İşte hikayenin en can alıcı kısmı buradan sonra başlar… Sokaklara dökülen halk, canı pahasına vatanını emperyalistlerden kurtarmak için tıpkı 15 Temmuz’da milletimizin yaptığı gibi sokaklara döküldü. Saraya yürüyen Venezuela’nın yoksul kahramanları “Chavez, dostumuz, halk seninle!”, “Chavez istifa etmedi. O’nu ancak referandumla indirebilirler!” diye bağırıyordu.
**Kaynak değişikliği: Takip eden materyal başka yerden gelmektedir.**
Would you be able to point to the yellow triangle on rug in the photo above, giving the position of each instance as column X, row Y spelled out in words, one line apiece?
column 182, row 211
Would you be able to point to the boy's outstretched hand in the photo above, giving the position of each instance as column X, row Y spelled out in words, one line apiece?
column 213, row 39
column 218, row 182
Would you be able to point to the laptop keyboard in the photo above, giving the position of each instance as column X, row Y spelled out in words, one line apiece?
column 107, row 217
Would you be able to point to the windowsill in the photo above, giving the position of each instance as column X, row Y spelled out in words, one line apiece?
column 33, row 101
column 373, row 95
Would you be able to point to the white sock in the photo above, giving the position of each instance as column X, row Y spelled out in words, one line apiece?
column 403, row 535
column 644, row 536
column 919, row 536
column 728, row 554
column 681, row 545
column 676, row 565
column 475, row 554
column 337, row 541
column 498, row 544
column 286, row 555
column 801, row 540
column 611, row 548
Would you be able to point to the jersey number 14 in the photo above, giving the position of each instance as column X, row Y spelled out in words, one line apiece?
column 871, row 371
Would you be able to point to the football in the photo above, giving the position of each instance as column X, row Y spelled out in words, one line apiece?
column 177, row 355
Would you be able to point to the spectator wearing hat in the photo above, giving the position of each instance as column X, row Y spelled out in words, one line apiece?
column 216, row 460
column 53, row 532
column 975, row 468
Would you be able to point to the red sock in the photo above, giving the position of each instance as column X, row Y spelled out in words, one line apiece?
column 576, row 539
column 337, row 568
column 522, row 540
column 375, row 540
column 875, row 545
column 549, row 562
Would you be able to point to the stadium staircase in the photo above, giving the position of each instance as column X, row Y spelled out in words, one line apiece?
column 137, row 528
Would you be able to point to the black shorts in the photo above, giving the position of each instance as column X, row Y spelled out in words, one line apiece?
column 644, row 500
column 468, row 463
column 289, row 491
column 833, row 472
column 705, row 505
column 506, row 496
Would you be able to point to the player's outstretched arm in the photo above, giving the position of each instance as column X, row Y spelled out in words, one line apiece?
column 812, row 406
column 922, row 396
Hugo Chavez, onlara anayasayı öğretmeyi temel işlerden saymıştı ve işte şimdi o halk, anayasaya dayanarak bu hukuksuzluğa karşı birleşiyordu.

El Pueblo Unido Jamás Será Vencido!

Artık gerçekleri öğrenen sadece halk değil, aynı zamanda ordunun vatansever askerleriydi de. 3 gün süren saltanat, bu örgütlü güç sayesinde ordunun Amerikancı lideri devirmesi ile son buldu. Halkın birleştiğinde karşısında hiçbir gücün duramayacağına dünya bir kez daha tanık olmuştu. Chavez, tutsak tutulduğu adadan getirildiğinde halk büyük bir coşkuyla başkanlarını karşıladı.

Amerikan emperyalizmine her koşulda kafa tutan Chavez ve O’nun halkı, bugün de Maduro önderliğinde direnişe devam ediyor. Bu direnişe Türkiye’nin vatansever gençleri olarak desteğimizi daima sürdüreceğiz. Chavez’in insanlığa bıraktığı o değerli mirasını ve güler yüzünü unutmayacağız.